Chefs d'accusation
Quand, en 1306, à la suite d'une émeute populaire contre lui, le roi apprit que deux Templiers avaient tenu à son sujet des propos diffamatoires, il les fit emprisonner à Toulouse. Un codétenu, Esquin de Florian, enfermé pour avoir poignardé un Templier, prétendit avoir appris par eux l'usage de pratiques honteuses au sein de l'ordre. L'occasion était trop belle pour le souverain. En échange d'une promesse de relaxe, le prisonnier répéta en public les accusations. La machine infernale du procès était mise en marche.
Le 13 octobre 1307, à l'instigation de Guillaume de Nogaret, Philippe le Bel arrêtait les Templiers et confisquait leurs biens. Les 14 et 15, Nogaret énuméra les cinq crimes abjects dont ils étaient coupables : le jour de leur réception, les chevaliers reniaient par trois fois le Christ, crachaient, également par trois fois sur le crucifix et s'échangeaient des baisers honteux ; ils pratiquaient la sodomie ; ils portaient une cordelette passée sur une idole en forme de tête qu'ils adoraient ; à la messe, leurs prêtres passaient sous silence les paroles rituelles de la consécration.
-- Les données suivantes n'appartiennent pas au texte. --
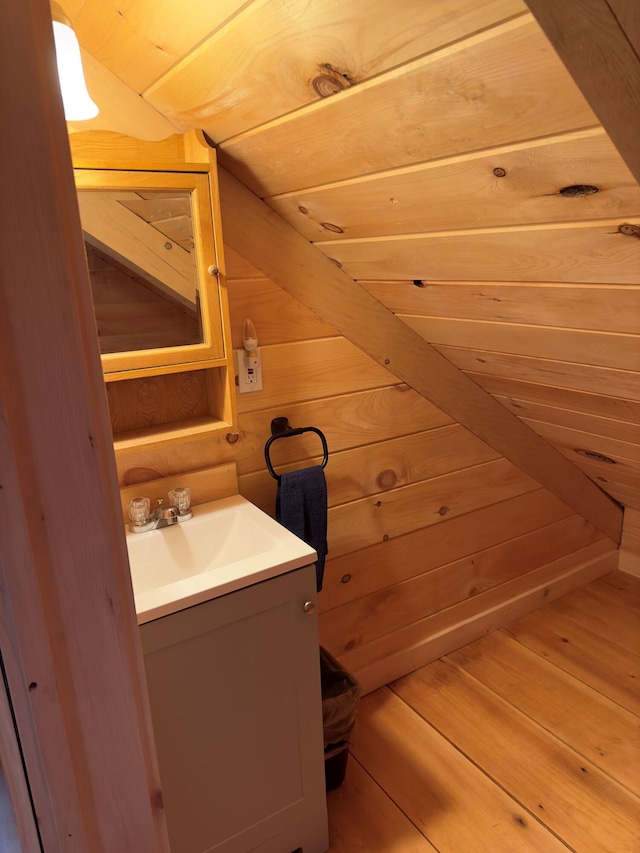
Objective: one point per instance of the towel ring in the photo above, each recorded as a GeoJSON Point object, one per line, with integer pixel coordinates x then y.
{"type": "Point", "coordinates": [281, 429]}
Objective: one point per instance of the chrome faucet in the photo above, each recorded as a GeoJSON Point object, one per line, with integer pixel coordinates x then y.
{"type": "Point", "coordinates": [142, 520]}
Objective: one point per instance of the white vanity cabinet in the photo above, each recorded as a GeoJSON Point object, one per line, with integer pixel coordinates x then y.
{"type": "Point", "coordinates": [234, 687]}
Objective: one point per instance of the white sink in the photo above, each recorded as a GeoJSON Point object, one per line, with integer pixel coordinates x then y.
{"type": "Point", "coordinates": [227, 545]}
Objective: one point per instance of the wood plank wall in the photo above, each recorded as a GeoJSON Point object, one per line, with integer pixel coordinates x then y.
{"type": "Point", "coordinates": [433, 536]}
{"type": "Point", "coordinates": [630, 545]}
{"type": "Point", "coordinates": [429, 528]}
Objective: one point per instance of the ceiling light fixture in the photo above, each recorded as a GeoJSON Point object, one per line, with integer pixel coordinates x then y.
{"type": "Point", "coordinates": [78, 105]}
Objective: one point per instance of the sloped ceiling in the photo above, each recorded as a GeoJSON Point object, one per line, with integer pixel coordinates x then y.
{"type": "Point", "coordinates": [423, 147]}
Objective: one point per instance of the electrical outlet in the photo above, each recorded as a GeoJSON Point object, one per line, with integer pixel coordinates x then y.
{"type": "Point", "coordinates": [248, 371]}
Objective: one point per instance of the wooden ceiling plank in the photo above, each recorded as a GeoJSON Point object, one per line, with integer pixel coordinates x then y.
{"type": "Point", "coordinates": [255, 231]}
{"type": "Point", "coordinates": [576, 346]}
{"type": "Point", "coordinates": [470, 96]}
{"type": "Point", "coordinates": [605, 308]}
{"type": "Point", "coordinates": [137, 244]}
{"type": "Point", "coordinates": [581, 421]}
{"type": "Point", "coordinates": [465, 192]}
{"type": "Point", "coordinates": [603, 59]}
{"type": "Point", "coordinates": [622, 451]}
{"type": "Point", "coordinates": [297, 52]}
{"type": "Point", "coordinates": [625, 412]}
{"type": "Point", "coordinates": [122, 110]}
{"type": "Point", "coordinates": [562, 374]}
{"type": "Point", "coordinates": [139, 40]}
{"type": "Point", "coordinates": [570, 252]}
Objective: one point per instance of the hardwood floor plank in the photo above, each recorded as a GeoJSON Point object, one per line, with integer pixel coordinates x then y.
{"type": "Point", "coordinates": [449, 799]}
{"type": "Point", "coordinates": [362, 818]}
{"type": "Point", "coordinates": [582, 653]}
{"type": "Point", "coordinates": [585, 720]}
{"type": "Point", "coordinates": [575, 799]}
{"type": "Point", "coordinates": [621, 588]}
{"type": "Point", "coordinates": [614, 622]}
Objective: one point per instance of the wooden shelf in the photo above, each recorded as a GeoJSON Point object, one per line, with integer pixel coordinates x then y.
{"type": "Point", "coordinates": [171, 433]}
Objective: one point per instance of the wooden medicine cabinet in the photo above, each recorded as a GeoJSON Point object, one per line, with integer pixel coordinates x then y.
{"type": "Point", "coordinates": [153, 267]}
{"type": "Point", "coordinates": [151, 223]}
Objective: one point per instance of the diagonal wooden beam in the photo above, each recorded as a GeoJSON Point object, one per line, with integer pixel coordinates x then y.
{"type": "Point", "coordinates": [260, 235]}
{"type": "Point", "coordinates": [599, 43]}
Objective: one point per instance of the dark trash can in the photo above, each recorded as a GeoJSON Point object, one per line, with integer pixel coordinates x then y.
{"type": "Point", "coordinates": [340, 697]}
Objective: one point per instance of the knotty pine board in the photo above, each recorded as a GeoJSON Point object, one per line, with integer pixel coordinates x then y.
{"type": "Point", "coordinates": [308, 370]}
{"type": "Point", "coordinates": [393, 607]}
{"type": "Point", "coordinates": [624, 451]}
{"type": "Point", "coordinates": [630, 545]}
{"type": "Point", "coordinates": [571, 252]}
{"type": "Point", "coordinates": [579, 651]}
{"type": "Point", "coordinates": [464, 192]}
{"type": "Point", "coordinates": [571, 399]}
{"type": "Point", "coordinates": [453, 803]}
{"type": "Point", "coordinates": [624, 431]}
{"type": "Point", "coordinates": [363, 573]}
{"type": "Point", "coordinates": [417, 643]}
{"type": "Point", "coordinates": [597, 307]}
{"type": "Point", "coordinates": [299, 43]}
{"type": "Point", "coordinates": [490, 99]}
{"type": "Point", "coordinates": [375, 468]}
{"type": "Point", "coordinates": [561, 788]}
{"type": "Point", "coordinates": [363, 522]}
{"type": "Point", "coordinates": [140, 54]}
{"type": "Point", "coordinates": [277, 316]}
{"type": "Point", "coordinates": [363, 817]}
{"type": "Point", "coordinates": [563, 374]}
{"type": "Point", "coordinates": [604, 349]}
{"type": "Point", "coordinates": [348, 421]}
{"type": "Point", "coordinates": [614, 622]}
{"type": "Point", "coordinates": [619, 588]}
{"type": "Point", "coordinates": [601, 731]}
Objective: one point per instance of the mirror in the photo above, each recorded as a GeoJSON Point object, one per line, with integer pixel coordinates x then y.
{"type": "Point", "coordinates": [149, 243]}
{"type": "Point", "coordinates": [141, 257]}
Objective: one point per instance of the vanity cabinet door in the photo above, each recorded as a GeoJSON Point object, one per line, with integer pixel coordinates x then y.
{"type": "Point", "coordinates": [234, 687]}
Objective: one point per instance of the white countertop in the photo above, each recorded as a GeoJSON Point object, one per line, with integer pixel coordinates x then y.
{"type": "Point", "coordinates": [227, 545]}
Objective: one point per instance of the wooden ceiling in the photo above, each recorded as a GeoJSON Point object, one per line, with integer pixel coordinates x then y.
{"type": "Point", "coordinates": [423, 147]}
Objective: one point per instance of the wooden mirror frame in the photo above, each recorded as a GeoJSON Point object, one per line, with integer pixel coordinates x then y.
{"type": "Point", "coordinates": [211, 316]}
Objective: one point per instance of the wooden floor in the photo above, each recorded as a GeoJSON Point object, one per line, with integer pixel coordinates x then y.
{"type": "Point", "coordinates": [526, 740]}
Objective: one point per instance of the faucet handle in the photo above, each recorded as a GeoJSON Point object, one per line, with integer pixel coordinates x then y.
{"type": "Point", "coordinates": [139, 510]}
{"type": "Point", "coordinates": [181, 498]}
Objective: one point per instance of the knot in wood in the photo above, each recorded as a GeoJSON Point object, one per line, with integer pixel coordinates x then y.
{"type": "Point", "coordinates": [387, 479]}
{"type": "Point", "coordinates": [325, 85]}
{"type": "Point", "coordinates": [578, 190]}
{"type": "Point", "coordinates": [629, 230]}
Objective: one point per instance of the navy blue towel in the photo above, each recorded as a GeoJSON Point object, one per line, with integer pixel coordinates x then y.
{"type": "Point", "coordinates": [301, 507]}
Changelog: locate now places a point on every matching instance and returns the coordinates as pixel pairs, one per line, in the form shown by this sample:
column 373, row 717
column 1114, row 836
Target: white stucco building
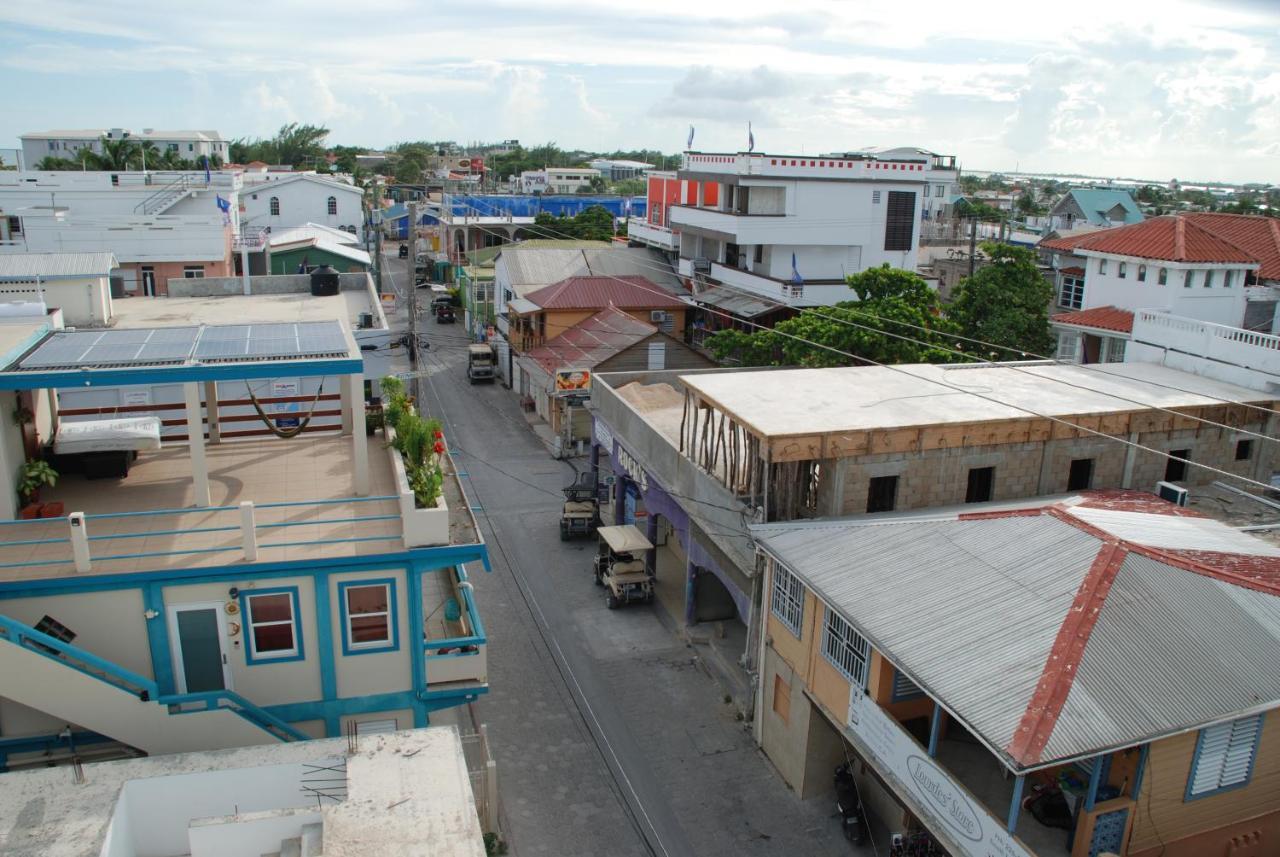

Bref, des faits accablants qui accusaient les adeptes d'apostasie, d'homosexualité, d'idolâtrie et du mépris de sacrements de l'Église, à une époque où un seul de ces « crimes » méritait l'envoi au bûcher. Lors de la lecture officielle de l'acte, le 14 mars 1310, on établit une liste de 123 turpitudes, où le grotesque le disputait au délire. Par exemple : ils ne croyaient pas en Dieu, étaient alliés aux sultans, volaient le Trésor royal, urinaient sur la croix le Vendredi saint, s'embrassaient sur la verge. Il est indéniable qu'il y eut des actes contraires à la foi et aux bonnes mœurs, mais ils ne pouvaient salir la réputation de l'ensemble de l'ordre. Le procès fut truqué parce que Nogaret voulait absolument sa perte. Sous l'effet de la peur et de la torture, les accusés avouaient souvent tout ce que l'on voulait leur faire dire, comme tendent à le confirmer les contradictions dans les dépositions à propos d'un même fait et le nombre des rétractations.
Statistiques des aveux
Sur les 140 accusés soumis à l'inquisiteur général Guillaume Imbert, 136, dont tous les hauts dignitaires de l'ordre, avouèrent les blasphèmes. Les trois quarts d'entre eux reconnurent les gestes impurs au moment de l'initiation et un quart environ l'incitation à la sodomie, mais presque tous nièrent sa pratique. Le grand maître, par deux fois, les 24 et 25 octobre 1307, reconnut ses torts et ceux de ses subordonnés, croyant vraisemblablement ainsi obtenir plus facilement la grâce du roi et l'absolution de Clément V, qu'il implora au nom de tous ses frères, se déclarant même prêt à accepter la pénitence qui lui serait imposée. Rien qu'à Paris, 36 prisonniers moururent des suites de la « question ».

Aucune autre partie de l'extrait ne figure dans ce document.